The existence of a new or small-scale business will be visible with careful observation when there are two or more competitors. The existence of competitors will change the way you organize your business. In an effort to get one step ahead, businesses will tend to adopt various competitive strategies to increase their competitive advantage.
In business competition, one aspect that is very visible is price wars. Price is not only important for consumer needs, but also for business continuity. For this reason, it is important to be able to provide the best price in the following ways:
Basically consumers are divided into three different market classes, namely upper class, middle class and lower class. Each class has different perceptions and paying abilities. Competing based on price is a quite effective tactic to be at the bottom of the competition level.
If you set your prices lower in reaction to discounts from competitors, you will automatically serve the lower end of the segment. Setting a lower selling price (underpricing) is quite difficult to do because there is little room for profit margins.
The more you lower your prices, the more attractive your offer will be to the lower end of the target market (the majority of the market) and the less attractive it will be to the middle and upper class. If your ideal target is the lower class then that is in line with your business goals, but there is no harm in targeting the space at the top.
In the eyes of customers, price is often considered to reflect quality, quality is considered lower when the price is lower. If it is impossible to reduce your costs while maintaining a satisfactory level of profit at lower prices, then one way is to retarget your consumers.
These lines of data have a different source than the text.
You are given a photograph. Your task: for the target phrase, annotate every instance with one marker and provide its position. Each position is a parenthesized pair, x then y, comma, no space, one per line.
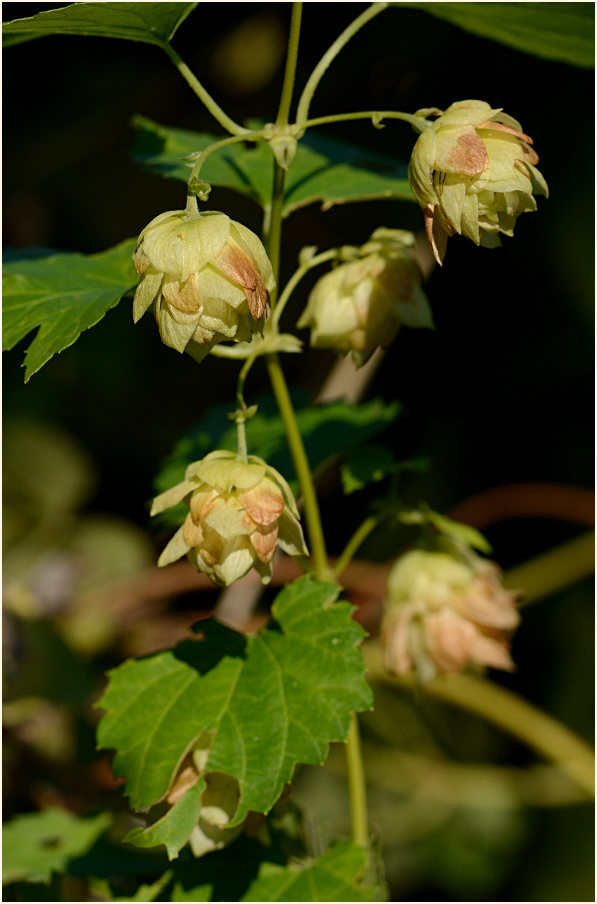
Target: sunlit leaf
(272,700)
(153,23)
(555,31)
(37,844)
(63,294)
(324,170)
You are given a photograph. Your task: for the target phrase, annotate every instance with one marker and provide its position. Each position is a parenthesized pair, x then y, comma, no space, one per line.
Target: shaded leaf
(332,877)
(36,845)
(366,464)
(153,23)
(63,295)
(271,701)
(327,431)
(324,170)
(457,531)
(555,31)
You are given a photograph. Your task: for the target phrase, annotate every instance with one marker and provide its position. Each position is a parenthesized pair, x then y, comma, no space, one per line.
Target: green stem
(552,571)
(274,237)
(203,155)
(375,115)
(302,468)
(290,70)
(359,537)
(506,710)
(328,57)
(204,96)
(294,281)
(357,785)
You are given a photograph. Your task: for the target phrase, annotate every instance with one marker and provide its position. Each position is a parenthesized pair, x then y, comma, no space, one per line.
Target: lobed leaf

This will position your goods or business for wider appeal in a particular market segment.
This is when comparative value becomes something that can be discussed next. Creating perceived value can make it easier for customers to choose your business's higher prices, and may very well convince them that your higher-priced offerings are worth it. Your business may choose to embrace a psychological approach to fulfill that idea.
Research conducted by Dan Ariely is a case example in terms of comparative value. The following is an illustration carried out by a well-known magazine by offering three subscription packages:
Ariely conducted research with 100 students as participants with 16 choosing the web option and 84 of them choosing both subscription packages, none of them chose the print subscription. At this point, you may have concluded that the print subscription option has become useless.
In the next experiment, Ariely removed the second option and presented the remaining two options to 100 students who were different from the previous group. The results showed that the previously least popular option, namely web subscription, became the most popular in this experiment with 68% of students choosing this option.
Based on this research, the middle option is not useless because having the second option will help consumers make choices. Consumers often find it difficult to compare competing products, making them easily influenced by many other things. If product choices have almost the same price, it will make it easier for consumers to choose products based on the value they can feel or see.
Another way to gain an advantage over competitors is to choose competitive prices. By considering what your competitors use and calculate, you can increase or decrease the prices of your products according to their prices. You need to understand when to adjust prices and how often to do so.
There is also the option to use dynamic pricing, i.e. prices are never set firmly. Prices change continuously to suit market conditions that are always fluctuating. There are various possibilities for your business to provide better prices than your competitors. But only through an in-depth evaluation of your business and your business competitors can you determine the best price for your product.
Providing better prices requires a dedicated effort to find the sweet spot of highest prices. This is a constant process because the market is never in one place, so you have to constantly monitor prices and business competition.
This can be done by conducting research which will then produce a lot of data so you can determine the best price that suits your target market. The Marketing Pricing Strategy program is organized based on the same principles. The importance of correlation between aspects of market competition, consumers and cost elements increases the weight of the challenge so that skills and appropriate decision making are needed in setting prices.